The "Empty Member" C++ Optimization

The following article has been accepted for publication in the August '97 "C++ Issue" of Dr. Dobb's Journal.

The "Empty Member" C++ Optimization

The (Draft) Standard C++ library is filled with useful templates, including extended versions of those found in the award-winning STL (See DDJ Mar95). These templates offer great flexibility, yet they are optimized for best performance in the common case. As useful as they are in programs, they are equally useful as examples of effective design, and as a source of inspiration for ways to make your own components as efficient and flexible.

Some of the ways that they offer flexibility involve "empty" classes: classes which have no data members. Ideally, these empty classes should consume no space at all. They typically declare typedefs or member functions, and you can replace them with your own classes (which might not be empty) to handle special needs. The default empty class is by far the most commonly used, however, so this case must be optimal so that we do not all pay for the occasional special needs of a few.

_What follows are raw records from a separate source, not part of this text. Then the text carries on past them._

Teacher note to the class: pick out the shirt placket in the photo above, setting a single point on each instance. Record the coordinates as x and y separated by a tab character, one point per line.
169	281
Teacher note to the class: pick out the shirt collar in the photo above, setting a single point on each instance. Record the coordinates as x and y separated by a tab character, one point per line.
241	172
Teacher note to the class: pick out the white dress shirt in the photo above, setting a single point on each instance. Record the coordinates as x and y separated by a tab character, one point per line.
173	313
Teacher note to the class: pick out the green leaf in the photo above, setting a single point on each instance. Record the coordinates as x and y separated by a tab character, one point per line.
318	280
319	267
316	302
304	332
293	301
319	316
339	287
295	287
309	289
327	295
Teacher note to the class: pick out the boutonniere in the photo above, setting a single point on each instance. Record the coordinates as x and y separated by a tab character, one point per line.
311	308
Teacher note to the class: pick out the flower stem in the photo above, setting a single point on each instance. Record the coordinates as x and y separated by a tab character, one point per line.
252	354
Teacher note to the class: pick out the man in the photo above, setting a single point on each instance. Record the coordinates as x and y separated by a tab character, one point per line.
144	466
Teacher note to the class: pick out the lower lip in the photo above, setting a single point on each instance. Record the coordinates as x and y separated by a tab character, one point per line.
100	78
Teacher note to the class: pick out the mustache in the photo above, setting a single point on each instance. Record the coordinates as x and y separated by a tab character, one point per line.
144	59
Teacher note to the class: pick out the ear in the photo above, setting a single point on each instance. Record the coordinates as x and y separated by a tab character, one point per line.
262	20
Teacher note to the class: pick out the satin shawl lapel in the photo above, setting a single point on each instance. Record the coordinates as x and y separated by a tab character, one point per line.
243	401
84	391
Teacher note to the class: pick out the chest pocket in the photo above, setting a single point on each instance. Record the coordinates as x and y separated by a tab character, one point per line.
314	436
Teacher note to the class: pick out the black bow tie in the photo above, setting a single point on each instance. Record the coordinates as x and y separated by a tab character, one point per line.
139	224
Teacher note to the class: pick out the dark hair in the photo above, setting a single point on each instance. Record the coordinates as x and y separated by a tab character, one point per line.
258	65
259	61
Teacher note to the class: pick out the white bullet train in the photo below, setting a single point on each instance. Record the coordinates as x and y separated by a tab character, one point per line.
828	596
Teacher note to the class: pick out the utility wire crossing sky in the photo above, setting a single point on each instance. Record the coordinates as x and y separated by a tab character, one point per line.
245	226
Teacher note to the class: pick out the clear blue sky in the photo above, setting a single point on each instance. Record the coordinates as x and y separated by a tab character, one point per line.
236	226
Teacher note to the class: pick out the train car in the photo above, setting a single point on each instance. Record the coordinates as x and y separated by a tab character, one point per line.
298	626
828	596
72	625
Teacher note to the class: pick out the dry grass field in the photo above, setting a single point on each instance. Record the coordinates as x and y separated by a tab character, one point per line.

Due to an unfortunate detail of the language definition (explained fully later), instances of empty classes usually occupy storage. In members of other classes, this space overhead can make otherwise- small objects large enough to be unusable in some applications. If this overhead couldn't be avoided in the construction of the Standard Library, the cost of the library's flexibility would drive away many of its intended users. Optimization techniques used in the Standard library are equally useful in your own code.

Empty Member Bloat

Here's an example. In the Standard C++ library each STL Container constructor takes, and copies, an allocator argument. Whenever the container needs storage, it asks its allocator member. In this way a user with some special memory to allocate (such as a shared memory region) can define an allocator for it, and pass that to a container constructor, so that container elements will be placed there. In the common case, however, the Standard default allocator is used, which just delegates to the global operator new. It is an empty object.

Here's simplified code for a possible implementation of these components. In Listing 1, the Standard default allocator, allocator<>, only has function members.

Listing 1: The Standard Default Allocator


  template <class T>
    class allocator {   // an empty class
      . . .
      static T* allocate(size_t n)
        { return (T*) ::operator new(n * sizeof T); }
      . . .
    };

In Listing 2, the generic list container template keeps a private allocator member, copied from its constructor argument.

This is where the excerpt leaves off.